July 9, 1918 - Dorothy

Problem solved.  Mary never mentions the last name of her dear friend Dorothy (Dottie), who married recently, apparently having eloped because Mary, as her best friend, was not invited to the wedding and only found out about the marriage in a letter from Dorothy.  But today Mary "went to see Mrs. Hillman.... We talked about Dottie and I sure did enjoy myself."

I wondered if Mrs. Hillman might then have been Dorothy's mother, but I could find no similar family in the 1900 or 1910 census in Philadelphia.  But there is a Heilman family including a Dorothy born in October 1898, within a year of Mary's birth.  And on rereading Mary's diary entry, in fact the family name recorded was Heilman, not Hillman, a misreading on my part.  The entry will be corrected in future printings of the book and should be immediately available in Kindle edition.

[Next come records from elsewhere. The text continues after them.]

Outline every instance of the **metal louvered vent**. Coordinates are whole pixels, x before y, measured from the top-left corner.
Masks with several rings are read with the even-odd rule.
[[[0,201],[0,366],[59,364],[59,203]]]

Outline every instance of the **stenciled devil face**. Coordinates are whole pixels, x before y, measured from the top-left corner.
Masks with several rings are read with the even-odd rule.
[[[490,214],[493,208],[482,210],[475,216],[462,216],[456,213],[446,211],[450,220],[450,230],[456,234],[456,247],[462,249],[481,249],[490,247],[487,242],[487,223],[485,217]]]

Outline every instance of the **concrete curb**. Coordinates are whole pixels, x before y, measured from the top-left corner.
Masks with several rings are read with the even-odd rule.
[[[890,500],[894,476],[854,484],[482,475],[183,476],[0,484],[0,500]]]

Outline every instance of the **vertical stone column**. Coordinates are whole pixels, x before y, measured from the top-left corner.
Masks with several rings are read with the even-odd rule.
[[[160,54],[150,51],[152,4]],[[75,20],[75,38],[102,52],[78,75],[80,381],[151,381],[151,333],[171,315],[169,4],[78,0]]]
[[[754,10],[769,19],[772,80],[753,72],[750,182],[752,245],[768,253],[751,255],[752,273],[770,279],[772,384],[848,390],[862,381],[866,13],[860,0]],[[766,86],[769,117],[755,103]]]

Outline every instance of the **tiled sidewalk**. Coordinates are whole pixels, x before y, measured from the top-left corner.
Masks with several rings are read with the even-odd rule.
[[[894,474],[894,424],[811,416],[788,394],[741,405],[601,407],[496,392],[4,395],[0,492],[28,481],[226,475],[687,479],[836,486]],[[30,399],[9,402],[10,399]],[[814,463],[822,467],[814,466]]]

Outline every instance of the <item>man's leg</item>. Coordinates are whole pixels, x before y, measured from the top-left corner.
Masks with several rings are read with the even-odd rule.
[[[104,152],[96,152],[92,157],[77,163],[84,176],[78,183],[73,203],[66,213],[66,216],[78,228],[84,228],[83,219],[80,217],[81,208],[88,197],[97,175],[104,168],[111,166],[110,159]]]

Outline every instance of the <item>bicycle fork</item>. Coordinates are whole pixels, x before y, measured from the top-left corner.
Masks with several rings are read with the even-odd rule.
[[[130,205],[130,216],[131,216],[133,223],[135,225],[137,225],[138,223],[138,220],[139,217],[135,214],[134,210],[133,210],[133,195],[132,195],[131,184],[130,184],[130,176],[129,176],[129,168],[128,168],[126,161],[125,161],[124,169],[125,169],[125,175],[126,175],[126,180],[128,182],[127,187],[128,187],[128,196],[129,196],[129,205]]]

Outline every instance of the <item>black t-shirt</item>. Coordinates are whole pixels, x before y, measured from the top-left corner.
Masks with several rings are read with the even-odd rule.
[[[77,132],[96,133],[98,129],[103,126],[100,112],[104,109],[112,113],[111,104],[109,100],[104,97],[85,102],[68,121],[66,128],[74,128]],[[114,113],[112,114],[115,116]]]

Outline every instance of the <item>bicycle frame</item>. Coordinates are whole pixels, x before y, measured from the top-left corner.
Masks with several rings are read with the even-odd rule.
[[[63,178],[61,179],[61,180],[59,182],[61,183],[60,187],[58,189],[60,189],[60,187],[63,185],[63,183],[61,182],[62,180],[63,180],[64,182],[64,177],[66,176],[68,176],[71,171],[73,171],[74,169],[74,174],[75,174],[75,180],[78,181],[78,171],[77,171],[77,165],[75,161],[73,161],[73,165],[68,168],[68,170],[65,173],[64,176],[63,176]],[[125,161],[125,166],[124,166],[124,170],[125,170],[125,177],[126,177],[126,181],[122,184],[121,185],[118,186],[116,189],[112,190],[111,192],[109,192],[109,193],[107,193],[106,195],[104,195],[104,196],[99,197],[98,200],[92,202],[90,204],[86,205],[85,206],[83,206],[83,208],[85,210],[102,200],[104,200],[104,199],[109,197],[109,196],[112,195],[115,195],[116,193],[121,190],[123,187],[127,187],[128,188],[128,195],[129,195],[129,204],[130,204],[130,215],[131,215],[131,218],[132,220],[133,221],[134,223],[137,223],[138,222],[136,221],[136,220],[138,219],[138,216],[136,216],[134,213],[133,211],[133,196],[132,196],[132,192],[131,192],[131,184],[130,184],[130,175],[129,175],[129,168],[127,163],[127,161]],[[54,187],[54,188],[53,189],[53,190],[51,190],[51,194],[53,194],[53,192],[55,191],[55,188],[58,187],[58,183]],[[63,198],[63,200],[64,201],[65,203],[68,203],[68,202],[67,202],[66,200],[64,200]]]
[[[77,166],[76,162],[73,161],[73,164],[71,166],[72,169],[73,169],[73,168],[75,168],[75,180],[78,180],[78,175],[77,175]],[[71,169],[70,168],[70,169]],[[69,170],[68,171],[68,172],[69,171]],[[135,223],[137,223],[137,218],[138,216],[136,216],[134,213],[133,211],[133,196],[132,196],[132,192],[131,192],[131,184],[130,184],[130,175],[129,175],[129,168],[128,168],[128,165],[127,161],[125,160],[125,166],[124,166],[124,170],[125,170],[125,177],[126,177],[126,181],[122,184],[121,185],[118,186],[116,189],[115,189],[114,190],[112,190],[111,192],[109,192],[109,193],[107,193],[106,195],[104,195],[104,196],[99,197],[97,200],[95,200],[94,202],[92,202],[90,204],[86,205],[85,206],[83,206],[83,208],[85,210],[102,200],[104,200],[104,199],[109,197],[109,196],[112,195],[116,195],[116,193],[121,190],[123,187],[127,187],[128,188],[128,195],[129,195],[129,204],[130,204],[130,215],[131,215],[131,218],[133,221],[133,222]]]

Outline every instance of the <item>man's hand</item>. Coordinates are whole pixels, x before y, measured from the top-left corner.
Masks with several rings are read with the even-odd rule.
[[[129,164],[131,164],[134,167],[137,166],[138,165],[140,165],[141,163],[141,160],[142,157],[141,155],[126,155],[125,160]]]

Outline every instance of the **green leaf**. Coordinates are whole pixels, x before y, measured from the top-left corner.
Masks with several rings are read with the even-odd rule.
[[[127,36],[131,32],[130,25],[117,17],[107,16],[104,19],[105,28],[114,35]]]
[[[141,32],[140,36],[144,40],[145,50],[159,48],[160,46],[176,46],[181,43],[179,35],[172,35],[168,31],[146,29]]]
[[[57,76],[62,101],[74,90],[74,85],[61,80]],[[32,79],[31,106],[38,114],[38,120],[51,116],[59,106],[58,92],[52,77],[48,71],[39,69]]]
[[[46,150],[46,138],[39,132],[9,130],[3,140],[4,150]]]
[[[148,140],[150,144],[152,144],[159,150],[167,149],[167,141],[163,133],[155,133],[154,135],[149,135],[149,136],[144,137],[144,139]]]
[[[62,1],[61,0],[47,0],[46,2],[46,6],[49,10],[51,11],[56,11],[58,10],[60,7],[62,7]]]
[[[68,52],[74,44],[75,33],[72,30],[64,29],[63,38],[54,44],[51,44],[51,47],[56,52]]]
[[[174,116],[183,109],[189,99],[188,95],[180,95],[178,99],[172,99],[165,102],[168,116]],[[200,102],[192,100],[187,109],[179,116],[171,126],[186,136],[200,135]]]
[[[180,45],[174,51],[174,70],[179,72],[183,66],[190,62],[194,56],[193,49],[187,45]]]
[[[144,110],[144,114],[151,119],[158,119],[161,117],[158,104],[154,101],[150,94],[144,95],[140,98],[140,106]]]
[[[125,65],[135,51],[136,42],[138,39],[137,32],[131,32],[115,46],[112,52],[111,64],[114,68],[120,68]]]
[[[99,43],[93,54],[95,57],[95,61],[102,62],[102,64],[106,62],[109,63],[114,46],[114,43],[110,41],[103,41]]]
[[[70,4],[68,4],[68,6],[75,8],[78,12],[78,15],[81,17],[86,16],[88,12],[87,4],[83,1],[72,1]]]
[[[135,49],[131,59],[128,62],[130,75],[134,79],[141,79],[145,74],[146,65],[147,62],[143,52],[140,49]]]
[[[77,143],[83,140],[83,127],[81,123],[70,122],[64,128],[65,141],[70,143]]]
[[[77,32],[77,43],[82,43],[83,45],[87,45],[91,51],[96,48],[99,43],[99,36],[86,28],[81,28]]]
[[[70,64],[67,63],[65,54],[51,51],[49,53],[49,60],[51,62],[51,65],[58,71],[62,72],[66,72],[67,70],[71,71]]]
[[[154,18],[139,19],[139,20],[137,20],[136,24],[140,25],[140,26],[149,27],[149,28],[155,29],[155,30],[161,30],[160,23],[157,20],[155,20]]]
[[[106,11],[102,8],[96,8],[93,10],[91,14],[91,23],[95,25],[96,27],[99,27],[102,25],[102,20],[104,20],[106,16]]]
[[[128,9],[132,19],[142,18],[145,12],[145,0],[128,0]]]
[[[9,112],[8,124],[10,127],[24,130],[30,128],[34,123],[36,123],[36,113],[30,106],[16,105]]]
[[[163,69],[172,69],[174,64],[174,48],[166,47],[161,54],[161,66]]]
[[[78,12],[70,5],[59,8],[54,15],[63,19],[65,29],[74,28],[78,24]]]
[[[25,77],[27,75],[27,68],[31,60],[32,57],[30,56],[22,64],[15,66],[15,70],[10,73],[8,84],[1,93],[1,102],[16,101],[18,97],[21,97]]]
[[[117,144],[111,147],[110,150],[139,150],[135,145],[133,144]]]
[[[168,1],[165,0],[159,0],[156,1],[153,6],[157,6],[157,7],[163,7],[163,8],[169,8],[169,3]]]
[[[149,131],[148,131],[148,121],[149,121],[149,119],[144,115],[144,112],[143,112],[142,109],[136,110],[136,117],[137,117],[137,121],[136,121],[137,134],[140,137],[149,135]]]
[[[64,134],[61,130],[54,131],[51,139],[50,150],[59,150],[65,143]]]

Dorothy was living with her parents and two older siblings in Philadelphia in 1900, all of whom except for Dorothy were born in Germany (consistent with later census information after Dorothy got married).  The family immigrated to the U.S. in 1894.  By 1910 Dorothy's father had died but the family was otherwise intact and still living in Philadelphia.

As noted in a previous post, within 12 years after her 1918 marriage, Dorothy and her actor husband, Joseph L. Kernan, were living apart, Dorothy living probably for the rest of her life (at least until 1940) in mental hospitals in New Jersey, the date of her death so far undetermined.